Klein also said he takes responsibility for mistakes and wants to work to improve parental involvement.

  • Gideon

    What no one is willing to acknowledge is that this all boils down to the issues of race and class (yes, I can see eyes rolling now). But consider the gerrymandered districts, and how generally white, upper class districts were just fine with the old district structure, where they had lots of pull with superintendents, principals, etc. and their kids generally performed just fine. The real benefit of having one person accountable for the whole school system goes to poor students in low-performing districts, who used to be at the mercy of corrupt local councils that did little to nothing about the achievement gap. When everyone is fighting for a piece of the pie, rather than holding one person accountable for distributing it fairly, you get the mess that was the education system before mayoral control.

  • Pogue

    Everyone was aware that there were problems before Mayoral Control. The majority, public, parents, teachers, were for mayoral control as a chance to make the system better. What we have actually gotten are the same educational problems, but sugar-coated, spun, and laid out like all is well and better. Forget “achievement gap” and all those bogus buzzword phrases. Give every school, thus every child, the funding, resources, and “experienced” support to enhance and diversify education. It can be better, but not Bloomberg and Klein’s way. Enough of the talk. Dump Dictatorship Control.

  • inexile

    I don’t know if things are necessarily better for poor kids today than they were before mayoral control. I believe the problem is that we continue to segregate the under-educated, low-skilled, ill-prepared students. I think these type of students would benefit greatly from being with better-prepared, better-educated, and higher-skilled peers. When you siphon off all the “good” kids and leave the rest behind, you end up with classrooms full of kids with huge academic needs and no one to model appropriate behavior and study skills for them. These classrooms are often chaotic. The poor kids who are motivated and want to get ahead are often left to flounder because the struggling kids need so much attention. None of this has changed under mayoral control. If anything I think it might have gotten worse.

  • Jeff S

    1. Klein from day 1 was and remains unqualified to be a Superintendent of Education (I hate the word Chancellor, this is not Germany of the 1890′s). How dare he go around claiming to understand anything about education when he never spent a day in a classroom?

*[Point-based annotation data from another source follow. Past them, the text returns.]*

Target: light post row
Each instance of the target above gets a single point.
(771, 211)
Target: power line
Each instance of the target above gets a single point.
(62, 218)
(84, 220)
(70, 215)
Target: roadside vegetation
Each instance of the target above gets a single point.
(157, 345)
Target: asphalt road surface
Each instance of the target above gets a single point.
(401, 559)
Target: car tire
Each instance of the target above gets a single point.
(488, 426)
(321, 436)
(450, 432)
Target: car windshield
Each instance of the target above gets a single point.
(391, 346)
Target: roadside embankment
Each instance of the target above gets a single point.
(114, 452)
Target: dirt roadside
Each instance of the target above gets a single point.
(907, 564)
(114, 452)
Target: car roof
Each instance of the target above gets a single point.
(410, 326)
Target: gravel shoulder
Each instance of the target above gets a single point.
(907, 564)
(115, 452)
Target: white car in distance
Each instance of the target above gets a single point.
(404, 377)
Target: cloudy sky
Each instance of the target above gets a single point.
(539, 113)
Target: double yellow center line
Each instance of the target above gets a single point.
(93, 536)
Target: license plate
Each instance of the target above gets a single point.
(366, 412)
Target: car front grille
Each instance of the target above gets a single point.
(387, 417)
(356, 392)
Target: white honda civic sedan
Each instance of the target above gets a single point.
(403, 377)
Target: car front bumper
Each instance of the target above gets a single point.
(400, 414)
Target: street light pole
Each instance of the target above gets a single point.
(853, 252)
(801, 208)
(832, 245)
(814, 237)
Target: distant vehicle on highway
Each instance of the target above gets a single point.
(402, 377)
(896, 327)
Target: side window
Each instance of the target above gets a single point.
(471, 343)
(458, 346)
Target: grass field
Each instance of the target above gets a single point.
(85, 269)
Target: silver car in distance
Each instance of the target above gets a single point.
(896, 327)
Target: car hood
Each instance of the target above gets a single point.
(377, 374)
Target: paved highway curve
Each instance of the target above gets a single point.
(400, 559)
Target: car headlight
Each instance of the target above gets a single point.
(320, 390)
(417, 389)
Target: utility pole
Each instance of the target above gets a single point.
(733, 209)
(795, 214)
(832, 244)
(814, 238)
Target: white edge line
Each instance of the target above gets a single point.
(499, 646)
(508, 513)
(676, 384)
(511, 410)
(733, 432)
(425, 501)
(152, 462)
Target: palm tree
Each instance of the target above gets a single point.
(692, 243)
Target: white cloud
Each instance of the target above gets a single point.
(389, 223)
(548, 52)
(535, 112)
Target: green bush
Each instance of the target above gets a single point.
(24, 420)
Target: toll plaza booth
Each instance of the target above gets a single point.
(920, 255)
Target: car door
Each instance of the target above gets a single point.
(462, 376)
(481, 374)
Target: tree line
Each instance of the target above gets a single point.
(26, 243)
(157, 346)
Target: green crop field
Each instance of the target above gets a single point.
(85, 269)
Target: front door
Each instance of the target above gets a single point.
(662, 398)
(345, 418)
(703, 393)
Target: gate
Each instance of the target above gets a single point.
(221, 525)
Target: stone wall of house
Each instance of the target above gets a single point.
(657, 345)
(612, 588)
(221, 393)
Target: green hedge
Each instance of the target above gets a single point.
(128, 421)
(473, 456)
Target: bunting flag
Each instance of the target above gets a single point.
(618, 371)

    2. Klein put in a system of budgeting that charges each Principal for the actual salary of a teacher rather than treating all personnel as 1 unit. This has led these unqualified Principals produced by the Leadership Academy, few of whom who have more than a year or two of teaching experience, to excess teachers at the top of the salary scale. Or when closing a school, all teachers in that school become excessed. All these people then have to find a new job. Guess what, Principals don’t want these senior teachers as for the same money they can hire 2 neophytes. And they fear the experienced teachers know more than they do. 3. How many of the wonderful new small schools have taken in all the students from the schools they replace. Perhaps if they did, their results would be no better. 4. They talk about the “improvement” of test scores. Do they tell people, for example, that on the last Math Regents exam 25 credits out of 89 credits was considered a “passing” grade. Of course with these dumbed down exams, “results” can be said to improve. This man has been a disaster, but nobody wants to know. It will take at least a decade for the schools to recover from all the harm he has done.